Rutledge: High winds produced by F1 tornado

CALCUTTA — The high winds that destroyed a garage and damaged the roof of the Calcutta YMCA were from a tornado, according to the National Weather Service.

Brian Rutledge, deputy director of the county Emergency Management Agency, said the NWS issued a preliminary report Monday stating the Sunday night storms that swept through the county spawned an F1 tornado in the Calcutta area of St. Clair Township, packing winds of up to 90 mph. This was based on NWS radar information and other data and damage observed at the scene by an NWS official and Rutledge.

Rutledge said the tornado occurred at the top of Calcutta-Smith Ferry Road and continued for a mile eastward over the hill into Calcutta, basically following the path of the road. The only major damage was to a garage at 48343 Calcutta-Smith Ferry Road, which was destroyed, and the adjoining house lost about a third of its shingles. Other homes reported losing shingles and other minor damage.

In Calcutta, the tornado damaged the YMCA roof, dislodging HVAC units and pulling loose some lines.

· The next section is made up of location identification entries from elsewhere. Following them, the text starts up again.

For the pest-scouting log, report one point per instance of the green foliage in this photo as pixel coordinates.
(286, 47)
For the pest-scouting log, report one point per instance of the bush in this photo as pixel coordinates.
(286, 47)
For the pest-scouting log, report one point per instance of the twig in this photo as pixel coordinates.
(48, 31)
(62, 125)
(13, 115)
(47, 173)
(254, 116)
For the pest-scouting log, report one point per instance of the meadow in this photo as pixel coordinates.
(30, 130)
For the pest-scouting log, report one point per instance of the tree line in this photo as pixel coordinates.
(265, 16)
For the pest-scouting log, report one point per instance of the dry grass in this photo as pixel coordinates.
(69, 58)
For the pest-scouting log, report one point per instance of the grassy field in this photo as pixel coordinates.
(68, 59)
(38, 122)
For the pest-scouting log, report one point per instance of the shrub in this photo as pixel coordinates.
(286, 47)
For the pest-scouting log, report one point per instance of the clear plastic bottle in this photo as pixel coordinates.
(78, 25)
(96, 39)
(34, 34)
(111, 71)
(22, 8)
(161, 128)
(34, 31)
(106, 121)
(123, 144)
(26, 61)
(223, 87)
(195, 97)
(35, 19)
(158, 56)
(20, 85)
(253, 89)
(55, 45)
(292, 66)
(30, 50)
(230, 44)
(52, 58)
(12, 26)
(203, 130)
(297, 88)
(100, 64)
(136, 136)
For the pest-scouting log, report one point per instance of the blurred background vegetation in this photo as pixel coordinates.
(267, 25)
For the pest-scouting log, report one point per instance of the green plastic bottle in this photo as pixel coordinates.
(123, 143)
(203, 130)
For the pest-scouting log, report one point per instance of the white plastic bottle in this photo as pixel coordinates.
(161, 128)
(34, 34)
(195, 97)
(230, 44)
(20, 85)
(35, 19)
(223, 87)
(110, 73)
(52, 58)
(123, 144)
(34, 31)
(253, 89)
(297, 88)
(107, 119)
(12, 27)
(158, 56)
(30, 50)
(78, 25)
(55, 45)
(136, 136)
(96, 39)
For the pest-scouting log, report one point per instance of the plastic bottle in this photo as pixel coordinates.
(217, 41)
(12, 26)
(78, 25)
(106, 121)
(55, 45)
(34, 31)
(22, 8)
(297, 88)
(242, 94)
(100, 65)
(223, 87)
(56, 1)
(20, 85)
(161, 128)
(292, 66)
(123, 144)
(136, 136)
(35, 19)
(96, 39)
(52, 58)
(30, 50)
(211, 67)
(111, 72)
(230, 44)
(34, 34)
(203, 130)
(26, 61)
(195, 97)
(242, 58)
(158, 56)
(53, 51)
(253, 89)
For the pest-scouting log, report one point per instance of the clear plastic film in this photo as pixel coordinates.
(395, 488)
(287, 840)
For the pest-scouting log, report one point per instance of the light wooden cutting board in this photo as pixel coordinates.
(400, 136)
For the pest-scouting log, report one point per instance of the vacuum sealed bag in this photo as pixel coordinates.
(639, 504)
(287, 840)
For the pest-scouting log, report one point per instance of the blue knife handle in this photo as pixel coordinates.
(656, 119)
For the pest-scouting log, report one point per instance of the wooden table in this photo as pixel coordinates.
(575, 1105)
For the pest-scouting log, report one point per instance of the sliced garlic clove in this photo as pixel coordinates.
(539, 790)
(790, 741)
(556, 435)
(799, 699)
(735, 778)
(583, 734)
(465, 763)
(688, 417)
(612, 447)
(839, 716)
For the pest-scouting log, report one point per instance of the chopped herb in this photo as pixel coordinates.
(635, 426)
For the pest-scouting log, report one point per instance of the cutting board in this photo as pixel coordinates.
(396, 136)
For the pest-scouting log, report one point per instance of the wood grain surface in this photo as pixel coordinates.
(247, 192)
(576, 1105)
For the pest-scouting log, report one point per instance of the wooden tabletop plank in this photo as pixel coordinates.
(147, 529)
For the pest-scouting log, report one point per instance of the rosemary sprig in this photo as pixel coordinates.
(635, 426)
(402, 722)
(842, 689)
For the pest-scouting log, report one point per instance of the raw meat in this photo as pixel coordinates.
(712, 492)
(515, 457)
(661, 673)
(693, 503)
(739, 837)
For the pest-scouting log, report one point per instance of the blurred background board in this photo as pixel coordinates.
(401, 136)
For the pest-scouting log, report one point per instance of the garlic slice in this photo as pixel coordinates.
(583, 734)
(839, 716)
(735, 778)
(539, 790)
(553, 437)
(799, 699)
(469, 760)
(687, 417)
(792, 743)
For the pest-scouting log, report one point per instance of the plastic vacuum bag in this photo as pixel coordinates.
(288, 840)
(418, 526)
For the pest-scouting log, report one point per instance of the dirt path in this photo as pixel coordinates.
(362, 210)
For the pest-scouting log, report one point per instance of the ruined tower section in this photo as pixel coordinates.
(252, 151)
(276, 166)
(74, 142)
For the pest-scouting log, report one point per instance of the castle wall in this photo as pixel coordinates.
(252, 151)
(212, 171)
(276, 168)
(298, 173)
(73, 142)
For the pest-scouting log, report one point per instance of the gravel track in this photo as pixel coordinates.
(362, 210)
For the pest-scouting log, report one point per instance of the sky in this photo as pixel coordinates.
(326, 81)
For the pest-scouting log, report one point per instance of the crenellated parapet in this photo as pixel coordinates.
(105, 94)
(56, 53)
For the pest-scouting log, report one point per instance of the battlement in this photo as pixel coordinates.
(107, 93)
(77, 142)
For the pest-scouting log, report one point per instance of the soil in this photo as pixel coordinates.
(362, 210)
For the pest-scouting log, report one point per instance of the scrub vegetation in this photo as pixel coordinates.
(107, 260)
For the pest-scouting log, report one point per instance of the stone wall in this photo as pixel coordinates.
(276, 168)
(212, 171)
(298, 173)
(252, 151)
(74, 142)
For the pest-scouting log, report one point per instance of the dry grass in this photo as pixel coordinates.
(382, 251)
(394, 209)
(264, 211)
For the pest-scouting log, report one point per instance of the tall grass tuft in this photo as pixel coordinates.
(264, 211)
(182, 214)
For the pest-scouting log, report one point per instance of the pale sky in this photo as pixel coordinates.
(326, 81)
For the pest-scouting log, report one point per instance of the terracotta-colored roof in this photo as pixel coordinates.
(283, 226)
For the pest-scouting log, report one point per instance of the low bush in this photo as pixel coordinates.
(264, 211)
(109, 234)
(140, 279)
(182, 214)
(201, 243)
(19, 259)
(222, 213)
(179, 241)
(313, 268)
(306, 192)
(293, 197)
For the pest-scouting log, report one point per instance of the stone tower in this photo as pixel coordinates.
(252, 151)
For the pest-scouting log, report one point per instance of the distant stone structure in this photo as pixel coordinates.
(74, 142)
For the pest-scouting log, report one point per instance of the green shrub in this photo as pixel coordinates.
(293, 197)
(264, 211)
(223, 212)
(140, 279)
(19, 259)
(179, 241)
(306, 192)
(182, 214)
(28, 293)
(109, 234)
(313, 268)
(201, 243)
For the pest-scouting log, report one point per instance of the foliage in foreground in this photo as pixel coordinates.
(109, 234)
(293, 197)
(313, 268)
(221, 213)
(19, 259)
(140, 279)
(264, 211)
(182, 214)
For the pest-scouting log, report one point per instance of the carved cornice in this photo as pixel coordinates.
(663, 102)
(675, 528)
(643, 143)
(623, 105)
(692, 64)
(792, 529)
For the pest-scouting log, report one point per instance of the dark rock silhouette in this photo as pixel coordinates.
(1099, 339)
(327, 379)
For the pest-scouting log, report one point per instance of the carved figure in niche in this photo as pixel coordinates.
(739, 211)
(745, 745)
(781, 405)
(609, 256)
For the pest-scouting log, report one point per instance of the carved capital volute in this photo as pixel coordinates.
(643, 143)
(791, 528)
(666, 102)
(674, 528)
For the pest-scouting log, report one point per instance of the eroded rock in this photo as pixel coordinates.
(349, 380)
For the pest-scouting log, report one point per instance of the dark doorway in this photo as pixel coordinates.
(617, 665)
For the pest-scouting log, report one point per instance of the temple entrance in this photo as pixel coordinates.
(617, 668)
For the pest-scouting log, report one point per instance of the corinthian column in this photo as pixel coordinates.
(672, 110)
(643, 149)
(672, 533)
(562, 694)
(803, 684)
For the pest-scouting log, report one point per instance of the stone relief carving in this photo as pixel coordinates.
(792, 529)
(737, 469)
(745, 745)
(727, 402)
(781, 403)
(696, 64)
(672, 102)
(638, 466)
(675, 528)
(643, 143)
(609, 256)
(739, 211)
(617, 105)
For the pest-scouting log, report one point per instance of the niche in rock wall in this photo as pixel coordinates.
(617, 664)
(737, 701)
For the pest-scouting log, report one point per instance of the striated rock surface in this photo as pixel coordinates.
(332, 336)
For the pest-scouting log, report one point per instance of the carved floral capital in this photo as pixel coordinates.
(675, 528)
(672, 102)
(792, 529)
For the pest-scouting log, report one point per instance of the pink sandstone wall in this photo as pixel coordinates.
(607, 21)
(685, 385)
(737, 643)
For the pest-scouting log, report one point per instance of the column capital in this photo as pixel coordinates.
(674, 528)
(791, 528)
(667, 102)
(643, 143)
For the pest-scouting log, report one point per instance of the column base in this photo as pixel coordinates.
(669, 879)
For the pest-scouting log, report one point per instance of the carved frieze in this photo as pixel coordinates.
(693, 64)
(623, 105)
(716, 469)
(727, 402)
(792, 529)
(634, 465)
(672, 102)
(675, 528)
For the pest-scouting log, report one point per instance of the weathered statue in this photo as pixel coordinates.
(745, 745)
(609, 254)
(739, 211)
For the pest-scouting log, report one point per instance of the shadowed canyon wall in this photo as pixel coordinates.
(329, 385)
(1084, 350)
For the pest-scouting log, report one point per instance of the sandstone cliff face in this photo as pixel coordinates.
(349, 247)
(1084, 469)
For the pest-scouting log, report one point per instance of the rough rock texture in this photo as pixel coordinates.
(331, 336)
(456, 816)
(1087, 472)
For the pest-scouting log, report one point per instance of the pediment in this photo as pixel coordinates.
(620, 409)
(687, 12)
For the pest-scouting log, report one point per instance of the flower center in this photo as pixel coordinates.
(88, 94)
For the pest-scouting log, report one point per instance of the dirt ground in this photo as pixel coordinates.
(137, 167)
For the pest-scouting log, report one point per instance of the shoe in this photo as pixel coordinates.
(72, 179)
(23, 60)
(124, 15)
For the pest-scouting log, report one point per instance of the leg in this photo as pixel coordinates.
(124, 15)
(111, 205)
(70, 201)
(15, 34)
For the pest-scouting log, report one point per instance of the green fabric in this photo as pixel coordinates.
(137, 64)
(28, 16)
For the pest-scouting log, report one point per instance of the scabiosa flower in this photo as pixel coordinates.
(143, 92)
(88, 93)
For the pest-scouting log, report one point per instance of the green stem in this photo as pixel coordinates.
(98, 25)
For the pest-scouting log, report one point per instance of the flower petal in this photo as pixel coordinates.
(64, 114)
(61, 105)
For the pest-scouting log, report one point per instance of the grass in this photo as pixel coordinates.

Rutledge said the tornado was not very wide, and he does not know if it ever touched down. Most of the damage was limited to downed trees, branches and power lines. While the rest of the county also experienced high winds and heavy rains, Calcutta appeared to be the hardest hit.

This is the first confirmed tornado in the county since July 23, 2013, when an FO tornado packing winds of winds up to 75 mph, uprooted trees near Summitville. Tornadoes are ranked in severity on a scale from FO to F5, with the latter producing sustained winds of 261 to 318 mph.

Sunday’s tornado is the 17th in the county since 1955, according to state records. The biggest in terms of wind speed was the F3 tornado (winds 158-206 mph) of Oct. 12, 1978, which caused little damage. The worst in terms of damage was the F2 tornado of May 31, 1985, which left 20 people injured and damaged or destroyed 63 homes, That tornado packed winds up to 150 mph and traveled 35 miles across the county, touching down in at least four locations.